Adesso, miracolosamente, quelle orecchie avevano assunto una forma perfetta, dritta fin sulla punta come si conviene ad un cane di razza ed entrambe vibravano. Vibrava pure il muso che teneva sollevato, mentre la coda spazzava nervosa il tappeto.

Poi Emanuele si sollevò a mezzo sulle zampe anteriori tenendo sempre le orecchie puntate verso quel suono assurdo e inaspettato. Giuro che sul muso aveva disegnata un'espressione di grande incredulità.

Non è vero che un cane non può aver disegnata sul muso un'espressione di grande incredulità. Emanuele esprimeva benissimo il concetto, anzi lo sottolineava con ogni mezzo, sbarrando gli occhi, sollevando le labbra pelose, scuotendo la coda con il suo quarto posteriore ancora poggiato sul tappeto.

Anche tu, Michele, se ricordi, hai scosso con forza il capo interrompendo la musica. Hai persino chiuso gli occhi ed una tua mano ha colpito l'aria con forza, come per allontanare un insetto molesto.

Credo di averti sentito sibilare “No!, No!, No!” a denti stretti, ma la tua voce era inaudibile, totalmente sommersa dalle note impazzite che ancora echeggiavano nella stanza.

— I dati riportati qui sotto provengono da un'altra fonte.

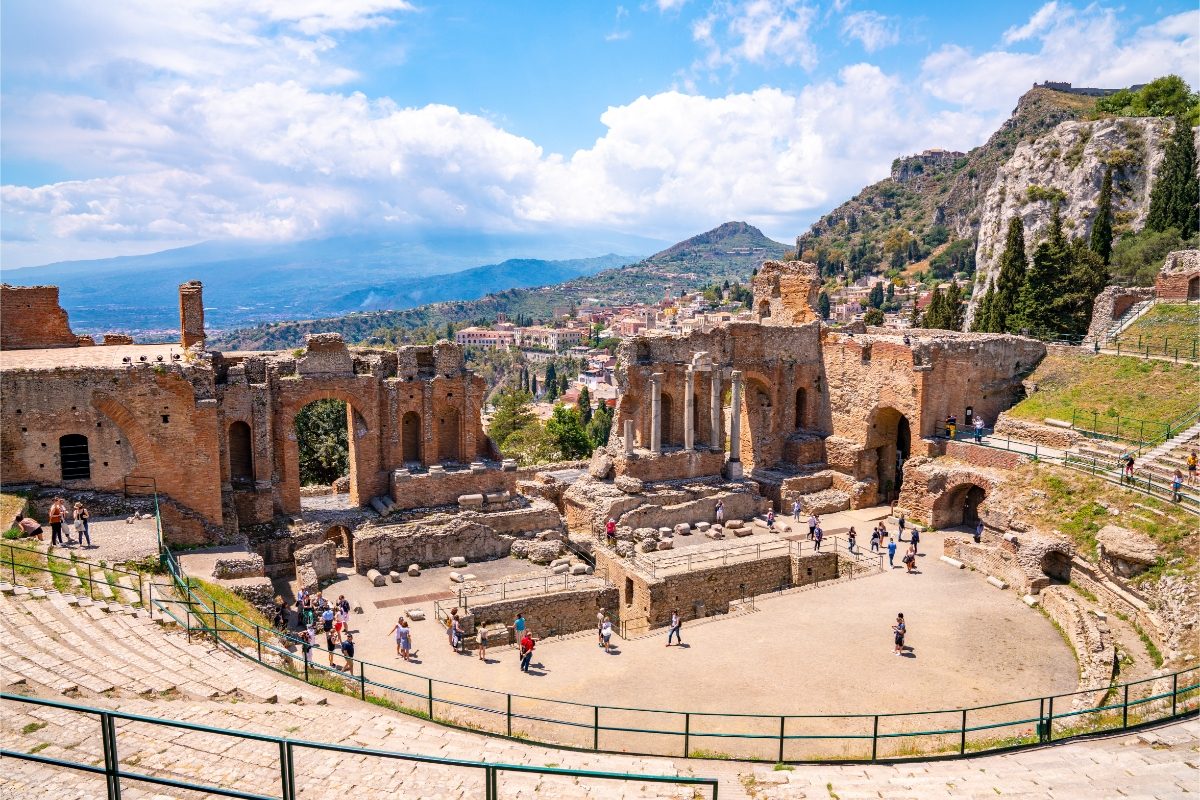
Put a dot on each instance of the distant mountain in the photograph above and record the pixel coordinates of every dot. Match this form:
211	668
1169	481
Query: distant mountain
249	283
726	253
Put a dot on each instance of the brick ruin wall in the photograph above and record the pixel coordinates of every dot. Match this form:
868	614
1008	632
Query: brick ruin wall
30	318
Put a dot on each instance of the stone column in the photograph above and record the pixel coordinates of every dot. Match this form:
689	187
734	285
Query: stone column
657	413
714	410
733	468
689	410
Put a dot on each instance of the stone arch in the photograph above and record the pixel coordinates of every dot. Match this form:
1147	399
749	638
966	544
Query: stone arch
75	461
449	435
345	539
959	505
241	452
411	438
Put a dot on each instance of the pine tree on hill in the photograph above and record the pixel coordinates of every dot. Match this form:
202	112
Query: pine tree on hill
1102	227
1176	192
1009	280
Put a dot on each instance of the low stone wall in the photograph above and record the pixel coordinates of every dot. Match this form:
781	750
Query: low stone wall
553	614
1037	433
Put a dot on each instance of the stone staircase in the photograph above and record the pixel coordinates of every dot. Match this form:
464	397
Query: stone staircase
63	644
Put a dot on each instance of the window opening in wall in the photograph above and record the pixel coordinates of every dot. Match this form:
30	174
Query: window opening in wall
73	457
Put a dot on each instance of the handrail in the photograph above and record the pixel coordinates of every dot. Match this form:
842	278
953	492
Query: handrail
286	747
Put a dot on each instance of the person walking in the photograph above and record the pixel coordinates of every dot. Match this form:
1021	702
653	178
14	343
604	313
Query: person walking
526	650
676	627
29	527
81	523
58	515
898	632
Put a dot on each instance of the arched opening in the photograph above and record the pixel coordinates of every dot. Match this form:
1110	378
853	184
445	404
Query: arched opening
241	453
448	435
411	438
73	457
666	414
323	440
345	540
1056	566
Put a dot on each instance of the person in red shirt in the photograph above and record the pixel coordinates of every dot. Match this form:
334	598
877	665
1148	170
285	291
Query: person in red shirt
526	651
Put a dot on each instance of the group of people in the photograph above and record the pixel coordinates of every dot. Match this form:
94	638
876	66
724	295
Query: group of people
315	611
63	522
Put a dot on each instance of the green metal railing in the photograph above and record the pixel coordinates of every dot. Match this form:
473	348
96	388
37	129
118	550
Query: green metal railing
667	732
287	751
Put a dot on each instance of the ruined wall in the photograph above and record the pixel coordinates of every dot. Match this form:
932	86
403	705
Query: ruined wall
30	317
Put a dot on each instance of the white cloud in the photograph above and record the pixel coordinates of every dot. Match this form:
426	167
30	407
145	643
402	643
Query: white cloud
873	29
1086	47
760	31
1041	19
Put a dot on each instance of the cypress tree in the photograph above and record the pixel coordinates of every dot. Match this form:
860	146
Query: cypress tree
1009	280
1174	198
1102	227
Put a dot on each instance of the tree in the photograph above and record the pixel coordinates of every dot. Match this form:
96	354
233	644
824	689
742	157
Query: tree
513	413
1009	281
565	431
585	404
875	299
323	441
1102	227
600	426
1176	192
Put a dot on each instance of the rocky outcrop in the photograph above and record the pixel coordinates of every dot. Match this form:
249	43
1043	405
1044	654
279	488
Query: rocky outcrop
1068	164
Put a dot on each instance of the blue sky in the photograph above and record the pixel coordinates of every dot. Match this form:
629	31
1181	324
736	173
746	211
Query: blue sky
133	126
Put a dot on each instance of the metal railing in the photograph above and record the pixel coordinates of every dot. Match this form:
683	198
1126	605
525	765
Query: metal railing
287	752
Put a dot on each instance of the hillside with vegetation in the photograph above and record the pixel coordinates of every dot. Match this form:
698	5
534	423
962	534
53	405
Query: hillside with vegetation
729	252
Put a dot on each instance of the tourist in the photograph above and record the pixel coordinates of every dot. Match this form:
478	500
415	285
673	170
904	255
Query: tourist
58	513
676	627
403	638
81	523
29	527
526	650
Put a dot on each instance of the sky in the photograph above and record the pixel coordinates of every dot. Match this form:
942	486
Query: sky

Quindi hai di nuovo provato l'attacco: un accordo in minore suonato con la sinistra oscillò quieto tra i cristalli e le poltrone liberty, mentre la tua destra ondeggiava piano, come accarezzando qualcosa, suggerendo l'incanto di toni sommessi, flautati.

Ma anche il secondo tentativo non diede i frutti sperati: il grosso mantice nascosto dietro i seni dell'Elsa si mise a pompare con furia brandelli di note taglienti come lame o cupe e nere come profondità infernali.

 

Fu a questo punto che Emanuele si alzò del tutto. La cosa mi stupì perchè Emanuele è un cane pigro. Anche da cucciolo era pigro e non è migliorato, crescendo. Se non ha a sua disposizione un intero divano od un letto si accontenta di un semplice tappeto, ma in quel tappeto ci si crogiola, assapora le morbidezze della lana pettinata, annusa gli odori esotici che ancora emana.

Quella sera Emanuele aveva fatto i suoi calcoli di convenienza in materia di sopportazione ed a quanto pare era venuto il momento - secondo lui - di sollevare anche i lombi posteriori da quel tappeto vellutato.

Intanto tu, Michele, continuavi rassegnato a seguire quel fiume di note oscillanti con accordi poco convincenti. Oscillavano anche quegli accordi dietro o davanti a quell'improbabile canto ed anche tu fingevi di seguirlo canticchiando qualcosa in sordina. (Mi confessarti, più tardi, mentre mezzo piegato, ti sostenevi ad un lampione e ti asciugavi le lacrime dopo una serie di irrefrenabili risate, mi confessasti che in quel momento tu canticchiavi ritornelli osceni. Ho sempre detto che sei strano, Michele, ma quella sera i ritornelli osceni non mi sembrarono poi così strani.)

 

Suppongo che Emanuele, anche per via della sua giovane età (era un cucciolone, dopotutto) non conoscesse ancora ritornelli osceni: forse per questo ritenne che l'unico modo per scaricare la tensione fosse quello di ululare.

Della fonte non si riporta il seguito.